COVID-19 has had a significant impact on school systems in Senegal, including universities. An advisor who works in higher education in Dakar spoke to Project Borgen about how schools and universities in Senegal have responded to the pandemic. She revealed that in March 2020 all schools closed for at least four months. No courses were offered during this period, with the exception of examination courses such as the baccalaureate, a qualifying examination for higher education.

Schools offered online and television courses for students in preparation for their bachelor’s degree. However, students in universities, primary and secondary schools could not take regular online classes due to the lack of reliable and widespread internet access. Only 46% of the Senegalese population had internet access in 2019.

When the government decided to allow schools to reopen in Senegal, many students and parents were reluctant. Once universities finally reopened, schools attempted to introduce preventative policies for COVID-19. Universities and schools have tried social distancing, but in some cases it has not been possible for students to socially distance themselves. Sources said social distancing at UCAD was unthinkable due to overcrowding at the university.

However, the university has taken steps to ensure that students wash their hands and wear masks. Students can find hand washing stations located around the university campus. Although COVID-19 has temporarily closed universities, students have shown themselves to be resilient. Although social distancing is not possible at large universities like UCAD, other preventive policies are in place.

University students battle COVID-19

University students from across Senegal have come together to fight COVID-19 with two projects.

  1. 100,000 students against COVID-19 is an organization created by college students who have teamed up to fight COVID-19 on campus. This organization was formed by students from eight public universities in Senegal with the Virtual University of Senegal and the Gaston Berger University of Saint-Louis in the lead. This initiative has four objectives: Communication monitoring, Awareness and prevention, Identification of opinion leaders and Innovation and initiative. Students could register as volunteers on the initiative’s website. The group also shared news on Facebook and Twitter, and students spread information about COVID-19 by engaging with influencers in the local community. This young group of students ultimately advanced Senegal’s COVID-19 resilience.
  2. Senegalese engineering students from the Ecole Supérieure Polytechnique (ESP) created technology to help hospitals working with COVID-19 patients.
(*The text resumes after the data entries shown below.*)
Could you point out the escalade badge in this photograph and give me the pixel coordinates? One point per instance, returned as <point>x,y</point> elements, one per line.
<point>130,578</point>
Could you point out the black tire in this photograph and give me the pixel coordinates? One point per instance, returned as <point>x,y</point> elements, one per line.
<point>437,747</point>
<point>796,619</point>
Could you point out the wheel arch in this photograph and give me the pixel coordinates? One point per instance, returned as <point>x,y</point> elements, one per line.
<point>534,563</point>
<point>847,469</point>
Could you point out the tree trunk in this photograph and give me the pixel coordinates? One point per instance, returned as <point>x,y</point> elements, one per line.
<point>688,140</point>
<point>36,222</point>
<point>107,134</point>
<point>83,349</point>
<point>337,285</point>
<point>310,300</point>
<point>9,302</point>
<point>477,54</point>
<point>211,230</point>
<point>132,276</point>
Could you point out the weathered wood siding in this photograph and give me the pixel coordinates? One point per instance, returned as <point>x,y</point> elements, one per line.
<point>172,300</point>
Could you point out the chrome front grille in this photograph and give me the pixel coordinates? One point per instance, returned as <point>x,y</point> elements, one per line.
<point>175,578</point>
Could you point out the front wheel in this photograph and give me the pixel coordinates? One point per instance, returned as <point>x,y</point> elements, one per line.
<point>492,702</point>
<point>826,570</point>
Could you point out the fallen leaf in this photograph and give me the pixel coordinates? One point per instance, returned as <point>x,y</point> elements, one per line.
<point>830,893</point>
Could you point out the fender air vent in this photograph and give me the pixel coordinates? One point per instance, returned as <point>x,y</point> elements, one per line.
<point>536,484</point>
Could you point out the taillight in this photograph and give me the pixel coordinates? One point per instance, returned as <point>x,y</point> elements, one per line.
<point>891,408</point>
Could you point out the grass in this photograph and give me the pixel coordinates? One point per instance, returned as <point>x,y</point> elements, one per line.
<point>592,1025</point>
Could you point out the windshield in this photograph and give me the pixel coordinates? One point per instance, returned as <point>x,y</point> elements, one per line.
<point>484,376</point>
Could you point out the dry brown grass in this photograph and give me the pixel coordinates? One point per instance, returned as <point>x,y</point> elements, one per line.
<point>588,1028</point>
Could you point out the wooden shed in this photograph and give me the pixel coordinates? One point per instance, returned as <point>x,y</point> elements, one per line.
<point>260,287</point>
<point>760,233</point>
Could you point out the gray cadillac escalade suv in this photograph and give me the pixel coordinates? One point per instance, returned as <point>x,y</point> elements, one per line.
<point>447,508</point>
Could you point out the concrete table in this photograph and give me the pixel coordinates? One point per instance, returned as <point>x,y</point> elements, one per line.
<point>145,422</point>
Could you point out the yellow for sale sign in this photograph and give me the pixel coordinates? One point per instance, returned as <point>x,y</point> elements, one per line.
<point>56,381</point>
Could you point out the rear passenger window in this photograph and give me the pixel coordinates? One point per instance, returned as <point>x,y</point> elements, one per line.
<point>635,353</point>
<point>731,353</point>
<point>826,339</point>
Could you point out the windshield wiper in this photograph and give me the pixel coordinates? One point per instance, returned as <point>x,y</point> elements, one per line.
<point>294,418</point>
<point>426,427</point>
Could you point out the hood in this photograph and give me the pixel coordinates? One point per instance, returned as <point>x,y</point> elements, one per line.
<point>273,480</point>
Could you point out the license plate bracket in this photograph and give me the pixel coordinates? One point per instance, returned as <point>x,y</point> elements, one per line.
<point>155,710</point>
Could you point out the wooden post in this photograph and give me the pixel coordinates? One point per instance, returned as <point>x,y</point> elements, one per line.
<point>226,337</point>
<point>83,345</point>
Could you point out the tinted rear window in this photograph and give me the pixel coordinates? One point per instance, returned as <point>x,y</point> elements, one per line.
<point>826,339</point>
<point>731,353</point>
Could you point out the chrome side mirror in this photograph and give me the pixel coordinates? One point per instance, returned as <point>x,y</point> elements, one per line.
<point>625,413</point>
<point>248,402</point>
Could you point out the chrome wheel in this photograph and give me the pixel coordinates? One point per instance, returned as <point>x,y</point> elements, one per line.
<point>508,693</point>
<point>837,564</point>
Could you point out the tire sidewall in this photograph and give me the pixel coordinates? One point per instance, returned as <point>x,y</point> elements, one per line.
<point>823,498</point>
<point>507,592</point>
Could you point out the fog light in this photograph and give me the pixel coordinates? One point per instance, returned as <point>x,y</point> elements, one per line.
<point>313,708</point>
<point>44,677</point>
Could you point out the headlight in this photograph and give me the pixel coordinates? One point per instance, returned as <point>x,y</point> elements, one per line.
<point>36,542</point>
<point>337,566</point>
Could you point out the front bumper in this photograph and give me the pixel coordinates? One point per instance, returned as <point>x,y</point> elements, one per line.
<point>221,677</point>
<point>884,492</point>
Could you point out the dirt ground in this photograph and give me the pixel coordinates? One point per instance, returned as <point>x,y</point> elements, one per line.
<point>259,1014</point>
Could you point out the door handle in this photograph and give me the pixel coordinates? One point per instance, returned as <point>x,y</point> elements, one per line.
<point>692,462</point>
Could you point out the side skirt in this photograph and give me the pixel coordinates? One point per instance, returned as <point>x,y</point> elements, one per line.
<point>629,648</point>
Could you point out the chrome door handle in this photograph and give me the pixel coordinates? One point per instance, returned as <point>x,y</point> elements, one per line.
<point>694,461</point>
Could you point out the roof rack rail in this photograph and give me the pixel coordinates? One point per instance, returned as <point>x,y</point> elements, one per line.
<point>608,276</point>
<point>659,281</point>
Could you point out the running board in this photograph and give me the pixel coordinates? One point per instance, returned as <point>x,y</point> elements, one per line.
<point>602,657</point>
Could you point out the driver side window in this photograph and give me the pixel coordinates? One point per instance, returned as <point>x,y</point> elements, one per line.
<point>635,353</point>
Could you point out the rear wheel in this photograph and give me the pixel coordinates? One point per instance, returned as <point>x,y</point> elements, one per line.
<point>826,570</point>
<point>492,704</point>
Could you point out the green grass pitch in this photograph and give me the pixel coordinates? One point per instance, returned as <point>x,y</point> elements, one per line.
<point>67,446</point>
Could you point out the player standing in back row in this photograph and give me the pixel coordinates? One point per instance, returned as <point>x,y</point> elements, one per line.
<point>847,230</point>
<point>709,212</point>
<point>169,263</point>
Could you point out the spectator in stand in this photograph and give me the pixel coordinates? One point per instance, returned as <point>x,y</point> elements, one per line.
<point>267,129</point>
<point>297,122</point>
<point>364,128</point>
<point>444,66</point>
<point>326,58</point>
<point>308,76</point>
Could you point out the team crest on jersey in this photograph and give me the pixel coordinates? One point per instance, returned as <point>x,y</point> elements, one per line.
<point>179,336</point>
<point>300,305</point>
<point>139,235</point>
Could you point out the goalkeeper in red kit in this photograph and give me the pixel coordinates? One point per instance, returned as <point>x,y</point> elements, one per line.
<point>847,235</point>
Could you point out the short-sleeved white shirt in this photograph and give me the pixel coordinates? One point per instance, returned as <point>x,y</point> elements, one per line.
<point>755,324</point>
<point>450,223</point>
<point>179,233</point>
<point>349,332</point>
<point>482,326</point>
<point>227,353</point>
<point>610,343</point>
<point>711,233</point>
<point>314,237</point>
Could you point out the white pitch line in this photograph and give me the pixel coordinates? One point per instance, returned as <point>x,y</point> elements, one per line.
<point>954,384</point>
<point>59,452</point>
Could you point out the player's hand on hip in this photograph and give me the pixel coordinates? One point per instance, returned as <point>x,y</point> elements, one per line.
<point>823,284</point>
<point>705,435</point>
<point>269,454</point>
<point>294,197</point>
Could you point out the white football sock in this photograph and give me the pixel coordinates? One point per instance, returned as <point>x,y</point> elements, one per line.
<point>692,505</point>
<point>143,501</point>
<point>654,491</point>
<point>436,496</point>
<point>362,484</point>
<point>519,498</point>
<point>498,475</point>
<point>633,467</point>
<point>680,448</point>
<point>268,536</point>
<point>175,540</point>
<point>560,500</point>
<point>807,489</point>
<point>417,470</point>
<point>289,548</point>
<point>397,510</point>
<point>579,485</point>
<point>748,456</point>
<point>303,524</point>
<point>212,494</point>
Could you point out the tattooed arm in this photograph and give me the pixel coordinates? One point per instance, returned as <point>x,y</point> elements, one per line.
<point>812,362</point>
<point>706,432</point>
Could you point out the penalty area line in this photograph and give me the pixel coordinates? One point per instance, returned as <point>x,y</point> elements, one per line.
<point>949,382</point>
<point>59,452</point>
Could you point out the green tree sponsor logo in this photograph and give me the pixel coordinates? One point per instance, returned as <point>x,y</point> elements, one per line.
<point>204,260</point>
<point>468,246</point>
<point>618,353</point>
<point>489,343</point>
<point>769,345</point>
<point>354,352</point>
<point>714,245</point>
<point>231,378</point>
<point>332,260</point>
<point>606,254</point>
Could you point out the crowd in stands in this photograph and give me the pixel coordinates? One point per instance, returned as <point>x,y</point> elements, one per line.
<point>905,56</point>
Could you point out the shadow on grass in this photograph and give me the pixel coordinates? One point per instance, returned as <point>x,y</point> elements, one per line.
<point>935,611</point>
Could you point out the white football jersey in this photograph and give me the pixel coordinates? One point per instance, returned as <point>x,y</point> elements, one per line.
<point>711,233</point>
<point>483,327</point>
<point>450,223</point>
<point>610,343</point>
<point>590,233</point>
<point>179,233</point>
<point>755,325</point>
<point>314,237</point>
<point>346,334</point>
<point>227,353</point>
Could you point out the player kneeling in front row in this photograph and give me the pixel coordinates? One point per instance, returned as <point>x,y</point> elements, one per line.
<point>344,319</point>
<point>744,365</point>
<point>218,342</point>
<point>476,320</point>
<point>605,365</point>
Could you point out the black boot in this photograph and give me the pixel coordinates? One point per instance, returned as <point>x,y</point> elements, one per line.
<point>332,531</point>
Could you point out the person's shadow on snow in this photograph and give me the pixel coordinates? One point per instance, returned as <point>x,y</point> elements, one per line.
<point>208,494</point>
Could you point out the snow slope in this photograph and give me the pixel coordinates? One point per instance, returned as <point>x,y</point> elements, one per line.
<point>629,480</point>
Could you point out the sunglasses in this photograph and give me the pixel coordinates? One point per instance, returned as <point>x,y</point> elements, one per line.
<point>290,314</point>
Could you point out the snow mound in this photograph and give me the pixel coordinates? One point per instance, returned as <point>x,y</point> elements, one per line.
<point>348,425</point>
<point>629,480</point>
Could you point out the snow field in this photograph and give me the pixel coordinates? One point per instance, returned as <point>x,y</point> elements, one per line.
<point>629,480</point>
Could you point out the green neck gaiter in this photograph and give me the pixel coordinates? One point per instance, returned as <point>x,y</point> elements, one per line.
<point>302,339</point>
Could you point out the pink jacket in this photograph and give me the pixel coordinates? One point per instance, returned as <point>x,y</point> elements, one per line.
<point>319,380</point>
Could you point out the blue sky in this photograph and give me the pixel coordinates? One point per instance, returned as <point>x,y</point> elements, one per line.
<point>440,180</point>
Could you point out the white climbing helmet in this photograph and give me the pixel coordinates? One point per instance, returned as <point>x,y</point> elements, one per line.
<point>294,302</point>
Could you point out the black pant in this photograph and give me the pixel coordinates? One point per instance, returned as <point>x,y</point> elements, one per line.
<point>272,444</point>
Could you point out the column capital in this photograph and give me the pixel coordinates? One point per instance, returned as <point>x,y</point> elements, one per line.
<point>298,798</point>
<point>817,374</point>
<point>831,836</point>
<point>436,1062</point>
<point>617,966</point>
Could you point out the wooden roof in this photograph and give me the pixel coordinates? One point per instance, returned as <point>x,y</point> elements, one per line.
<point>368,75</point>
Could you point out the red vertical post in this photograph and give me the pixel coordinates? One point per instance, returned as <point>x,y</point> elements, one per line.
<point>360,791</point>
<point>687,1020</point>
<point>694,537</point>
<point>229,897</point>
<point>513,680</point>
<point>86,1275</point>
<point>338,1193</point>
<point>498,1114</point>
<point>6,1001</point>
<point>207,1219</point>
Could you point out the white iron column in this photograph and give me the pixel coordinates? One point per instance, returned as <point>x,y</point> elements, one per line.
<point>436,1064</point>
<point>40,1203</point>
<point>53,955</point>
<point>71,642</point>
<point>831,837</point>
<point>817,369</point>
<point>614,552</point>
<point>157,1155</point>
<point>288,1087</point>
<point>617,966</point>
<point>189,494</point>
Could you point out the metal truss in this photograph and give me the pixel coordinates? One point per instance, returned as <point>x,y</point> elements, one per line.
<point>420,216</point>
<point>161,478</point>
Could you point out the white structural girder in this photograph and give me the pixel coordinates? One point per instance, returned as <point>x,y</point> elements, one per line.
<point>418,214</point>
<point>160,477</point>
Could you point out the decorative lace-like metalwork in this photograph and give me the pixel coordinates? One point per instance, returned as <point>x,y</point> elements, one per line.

ESP, located in Dakar, is the most elite engineering school in the country. Students invented robots like “Dr. Car,” a robot that measures blood pressure and temperature. Robots allow doctors to reach their patients without entering the rooms of contagious patients. Doctors can use remote-controlled robots to steer robots around the room. patient room They can also communicate with their patients via the robot Students have also created automatic disinfectant dispensers.

Higher education in Senegal leads to poverty eradication

University students from Senegal have helped lead the fight against COVID-19. For example, with their graduate studies, engineering students invented robots to help hospitals. By increasing university enrollment, Senegal will move closer to full capacity for productivity and innovation. Education is a powerful tool that can lift people out of poverty. With each additional year of study, income increases by 10%. The enrollment and education of Senegalese students helps them out of poverty.

Senegalese university students are making significant achievements, as evidenced by their COVID-19 projects. It is important for Senegal and other countries to invest in education because it produces knowledgeable people and ensures that they are given the skills necessary to succeed. Higher education in Senegal has made great strides in the fight against COVID-19. The pandemic exposed problems within the education system, but it also showed how education helps students work together. If Senegal’s universities and students continue to work together as they did during COVID-19, Senegal will take one step closer to eradicating poverty.